Court of Appeal of Louisiana. Orleans
Feb 26, 1945
21 So. 2d 60 (La. Ct. App. 1945)

Opinion

No. 18250.

February 26, 1945.

Appeal from Civil District Court, Parish of Orleans; Frank J. Stich, Judge.

Suit by Anthony De Salvo against Emile B. Doll to rescind a contract for sale of realty and recover an amount deposited with defendant as an agent for faithful performance of the contract, in which defendant reconvened for specific performance of the contract. Judgment for plaintiff, and defendant appeals. On plaintiff's motion to dismiss the appeal.

Motion sustained, and appeal transferred to the Supreme Court.

Yarrut Fishman, of New Orleans, for plaintiff-appellee.

E.A. Parsons, of New Orleans, for defendant-appellant.


Appellee moves to dismiss this appeal on the ground that the amount in controversy exceeds $2000 and, therefore, is within the appellate jurisdiction of the Supreme Court under Section 10 of Article VII of the Constitution of 1921.

The record reveals that appellee brought suit against appellant in the Civil District Court for the recission of a contract of sale of real property and for the recovery of $420 deposited with appellant, as agent, for the faithful performance of the contract.

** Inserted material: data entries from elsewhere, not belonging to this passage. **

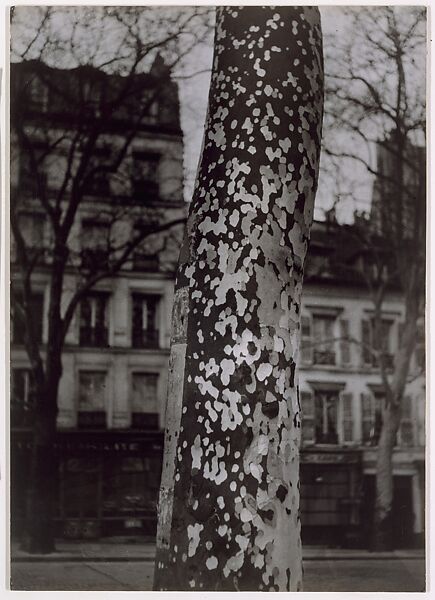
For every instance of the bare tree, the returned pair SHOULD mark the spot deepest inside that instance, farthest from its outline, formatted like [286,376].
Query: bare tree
[375,128]
[85,83]
[229,498]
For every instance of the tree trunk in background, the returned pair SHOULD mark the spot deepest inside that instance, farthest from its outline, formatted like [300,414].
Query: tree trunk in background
[39,536]
[229,498]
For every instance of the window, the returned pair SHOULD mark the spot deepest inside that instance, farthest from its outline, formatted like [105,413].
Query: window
[324,349]
[406,429]
[22,398]
[38,94]
[98,184]
[96,242]
[325,339]
[93,320]
[144,402]
[145,332]
[33,177]
[92,405]
[32,229]
[144,175]
[326,417]
[18,319]
[370,343]
[371,408]
[145,261]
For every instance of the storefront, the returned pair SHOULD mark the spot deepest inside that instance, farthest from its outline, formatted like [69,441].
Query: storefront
[331,495]
[108,482]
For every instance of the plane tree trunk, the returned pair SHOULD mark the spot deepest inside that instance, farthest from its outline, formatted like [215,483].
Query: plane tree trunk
[229,498]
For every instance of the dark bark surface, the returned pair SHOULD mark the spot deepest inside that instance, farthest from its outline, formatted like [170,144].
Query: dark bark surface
[229,499]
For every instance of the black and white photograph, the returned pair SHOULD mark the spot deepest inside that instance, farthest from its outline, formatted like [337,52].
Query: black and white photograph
[216,284]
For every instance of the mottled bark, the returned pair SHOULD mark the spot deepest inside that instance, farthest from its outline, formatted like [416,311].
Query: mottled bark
[229,499]
[382,535]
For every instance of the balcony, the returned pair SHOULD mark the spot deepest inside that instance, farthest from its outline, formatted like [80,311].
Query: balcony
[146,338]
[145,262]
[144,420]
[144,190]
[96,337]
[325,357]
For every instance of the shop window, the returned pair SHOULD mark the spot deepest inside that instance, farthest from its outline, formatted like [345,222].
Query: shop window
[79,492]
[95,245]
[144,400]
[93,320]
[144,180]
[18,321]
[382,342]
[145,332]
[22,398]
[92,399]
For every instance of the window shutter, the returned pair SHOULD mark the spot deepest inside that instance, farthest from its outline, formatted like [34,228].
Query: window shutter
[347,417]
[307,406]
[406,424]
[306,340]
[366,342]
[344,342]
[400,327]
[367,418]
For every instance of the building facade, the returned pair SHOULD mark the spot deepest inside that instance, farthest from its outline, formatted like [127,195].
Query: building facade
[112,392]
[341,393]
[115,356]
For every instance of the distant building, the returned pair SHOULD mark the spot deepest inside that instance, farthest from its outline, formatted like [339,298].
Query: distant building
[112,391]
[341,392]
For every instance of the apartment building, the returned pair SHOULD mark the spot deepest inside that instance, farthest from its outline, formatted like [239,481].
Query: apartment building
[112,391]
[115,356]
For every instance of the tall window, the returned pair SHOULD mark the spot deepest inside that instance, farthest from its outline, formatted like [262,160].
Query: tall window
[22,398]
[324,349]
[38,95]
[19,322]
[144,402]
[371,405]
[326,417]
[382,342]
[92,405]
[95,244]
[33,178]
[98,184]
[145,332]
[144,181]
[93,320]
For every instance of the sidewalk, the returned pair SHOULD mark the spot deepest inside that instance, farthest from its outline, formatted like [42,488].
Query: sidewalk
[143,550]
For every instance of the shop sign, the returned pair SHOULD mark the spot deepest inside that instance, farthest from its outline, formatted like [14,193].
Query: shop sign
[323,457]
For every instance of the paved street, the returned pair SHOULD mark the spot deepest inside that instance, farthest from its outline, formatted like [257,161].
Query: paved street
[357,575]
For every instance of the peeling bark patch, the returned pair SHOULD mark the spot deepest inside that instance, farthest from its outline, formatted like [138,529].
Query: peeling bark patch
[235,480]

He alleged in his petition that, on February 2, 1944, he and his wife signed a written offer to purchase the real property designated as Nos. 4112-4114 Eagle Street in the city of New Orleans for the price of $4200; that said offer was accepted in writing by appellant on February 3, 1944; that, although appellant designated himself as agent in the agreement of sale, he was actually acting for and in his own behalf as owner of the property; that, under the terms of the sale agreement, appellee obligated himself to deposit 10% of the purchase price with appellant and that, on February 4th 1944, he made said deposit amounting to the sum of $420. He further alleged that, after the execution of the agreement of sale, he proceeded to have the title to the property examined and a survey made; that, according to the survey, the improvements on the land encroach upon other property adjoining it in the rear; that, for this reason and for the further reason that the title to the property is suggestive of litigation, he is entitled to have the agreement of sale rescinded and to the return of his deposit together with recovery for certain expenses incurred by him amounting to $20.50. He prays accordingly.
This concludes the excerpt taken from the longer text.